Enfin, la communication est elle aussi exploitée comme support des marques. Les trois principales marques en parts de marché sont également les plus communicantes du secteur. Sur la période juin 2000/mai 2001, Black & Decker, Bosch et Skil cumulent plus de 40 % de part de voix dans les communications des magasins (source Agena 3000). Et pourtant, avec cette arme-là, les produits sans marque font mieux. Car si les fabricants chinois ne communiquent pas, les enseignes, qui importent de plus en plus en direct, ne se gênent pas. Entre juin 2000 et mai 2001, les outils électroportatifs sans marque remportent la palme de la communication avec 17,65 % de part de voix, en progression de plus de 6 % par rapport aux douze mois précédents ! Très loin devant le +0,66 % de Skil, la marque ayant enregistré la plus forte évolution (source Agena 3000)

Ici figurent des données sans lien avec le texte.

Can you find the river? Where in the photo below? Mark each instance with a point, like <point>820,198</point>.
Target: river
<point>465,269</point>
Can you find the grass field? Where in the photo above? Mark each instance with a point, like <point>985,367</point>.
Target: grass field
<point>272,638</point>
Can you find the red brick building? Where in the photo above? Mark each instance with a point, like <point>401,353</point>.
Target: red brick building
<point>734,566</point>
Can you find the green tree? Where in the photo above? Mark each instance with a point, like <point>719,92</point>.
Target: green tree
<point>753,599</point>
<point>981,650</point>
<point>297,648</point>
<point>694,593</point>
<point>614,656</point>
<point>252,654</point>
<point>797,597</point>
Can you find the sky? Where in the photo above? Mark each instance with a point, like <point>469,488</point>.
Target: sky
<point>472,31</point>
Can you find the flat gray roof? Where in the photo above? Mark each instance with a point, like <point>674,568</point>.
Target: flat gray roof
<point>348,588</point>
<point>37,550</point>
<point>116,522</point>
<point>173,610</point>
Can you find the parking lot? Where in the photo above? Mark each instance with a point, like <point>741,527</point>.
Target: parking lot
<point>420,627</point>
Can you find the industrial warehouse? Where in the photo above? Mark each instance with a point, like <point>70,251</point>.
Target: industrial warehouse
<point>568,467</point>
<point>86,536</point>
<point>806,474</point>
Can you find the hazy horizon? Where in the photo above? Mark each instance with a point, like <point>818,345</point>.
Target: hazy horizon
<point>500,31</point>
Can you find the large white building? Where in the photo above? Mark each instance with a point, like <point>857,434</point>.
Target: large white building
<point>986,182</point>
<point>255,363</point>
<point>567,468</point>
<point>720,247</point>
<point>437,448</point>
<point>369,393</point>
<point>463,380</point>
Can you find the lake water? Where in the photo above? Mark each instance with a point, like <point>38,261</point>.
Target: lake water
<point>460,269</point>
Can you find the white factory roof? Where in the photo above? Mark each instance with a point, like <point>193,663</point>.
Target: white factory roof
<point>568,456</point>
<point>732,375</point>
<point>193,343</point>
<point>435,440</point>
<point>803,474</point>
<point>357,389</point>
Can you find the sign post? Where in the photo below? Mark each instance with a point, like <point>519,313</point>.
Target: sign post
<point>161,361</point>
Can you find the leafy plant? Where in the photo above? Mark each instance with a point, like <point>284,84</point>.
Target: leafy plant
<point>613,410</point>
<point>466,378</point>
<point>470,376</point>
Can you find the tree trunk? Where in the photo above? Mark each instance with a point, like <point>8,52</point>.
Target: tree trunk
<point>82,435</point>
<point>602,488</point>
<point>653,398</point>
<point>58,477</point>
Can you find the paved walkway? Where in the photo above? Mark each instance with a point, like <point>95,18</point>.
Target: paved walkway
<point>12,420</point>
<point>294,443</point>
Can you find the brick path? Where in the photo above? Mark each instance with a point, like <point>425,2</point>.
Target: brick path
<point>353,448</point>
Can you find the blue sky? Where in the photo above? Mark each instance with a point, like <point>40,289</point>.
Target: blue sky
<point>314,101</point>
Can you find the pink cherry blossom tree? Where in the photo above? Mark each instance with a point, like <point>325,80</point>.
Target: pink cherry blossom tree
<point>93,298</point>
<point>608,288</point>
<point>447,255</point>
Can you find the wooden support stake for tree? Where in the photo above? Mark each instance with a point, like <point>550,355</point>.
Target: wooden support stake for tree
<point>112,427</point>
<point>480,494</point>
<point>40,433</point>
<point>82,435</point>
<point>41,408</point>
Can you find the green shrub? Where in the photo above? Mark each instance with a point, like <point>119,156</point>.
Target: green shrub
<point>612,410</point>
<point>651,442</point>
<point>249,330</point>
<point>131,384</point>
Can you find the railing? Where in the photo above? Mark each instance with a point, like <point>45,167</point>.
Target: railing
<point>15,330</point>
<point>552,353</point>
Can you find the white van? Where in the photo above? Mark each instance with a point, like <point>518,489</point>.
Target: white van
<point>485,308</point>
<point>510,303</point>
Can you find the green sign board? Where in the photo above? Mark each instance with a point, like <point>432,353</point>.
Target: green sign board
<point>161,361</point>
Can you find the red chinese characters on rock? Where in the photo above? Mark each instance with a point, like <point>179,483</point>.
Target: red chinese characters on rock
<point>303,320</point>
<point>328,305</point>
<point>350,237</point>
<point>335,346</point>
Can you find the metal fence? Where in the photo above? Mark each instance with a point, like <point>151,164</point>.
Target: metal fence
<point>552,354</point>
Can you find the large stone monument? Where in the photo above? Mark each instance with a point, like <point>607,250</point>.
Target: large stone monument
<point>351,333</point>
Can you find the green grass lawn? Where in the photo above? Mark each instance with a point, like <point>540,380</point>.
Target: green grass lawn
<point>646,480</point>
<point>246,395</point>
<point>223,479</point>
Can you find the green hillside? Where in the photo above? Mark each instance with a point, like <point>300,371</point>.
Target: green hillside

La lutte reste donc très âpre entre les outils griffés et les sans-marque. En trois ans, cette confrontation a d'ailleurs déjà fait des victimes. Les marques moyenne gamme ou de taille modeste, qui disposent de moins de moyens pour investir dans l'innovation, le marketing, la communication, ont perdu des parts de marché. C'est le cas de Peugeot, qui s'est retrouvée en première ligne dans les hypers. Les importateurs ont également souffert de la stratégie d'importation directe des grandes centrales d'achats. Au premier plan, Sensemat et sa marque d'outillage électroportatif Rhino, acculé au redressement judiciaire en août 2000. Dans le milieu des années 90, le groupe réalisait 70 % de son chiffre d'affaires (plus de 100 M EUR) avec les hypers. Assumant le service après-vente - 800 000 EUR par an -, l'entreprise n'a pas pu s'aligner sur les prix des importations directes. L'accumulation de stocks a fini par noyer Sensemat et ces 360 employés.

Finalement, les importateurs qui résistent ont choisi une politique du type de celle des grandes marques. Eurasia Interco conçoit ses produits en France, puis fait produire en Chine continentale où elle dispose de trois bureaux (Hongkong, Canton et Shanghai) qui assurent les relations commerciales et le contrôle qualité. « En Chine, on peut trouver tous les niveaux de prix, de qualité, de respect des normes ; il ne faut pas se tromper », souligne Christophe Pavillon, assistant de direction d'Eurasia Interco. L'importateur propose ses gammes aux distributeurs et a structuré son offre sous une marque, Fartools, avec trois segments : « brico » pour l'entrée de gamme, « pro » pour le coeur de marché et « industry » pour le haut de gamme. Sa démarche de proximité et de service le conduit même à « devenir un service consommateur », selon l'expression de Christophe Pavillon.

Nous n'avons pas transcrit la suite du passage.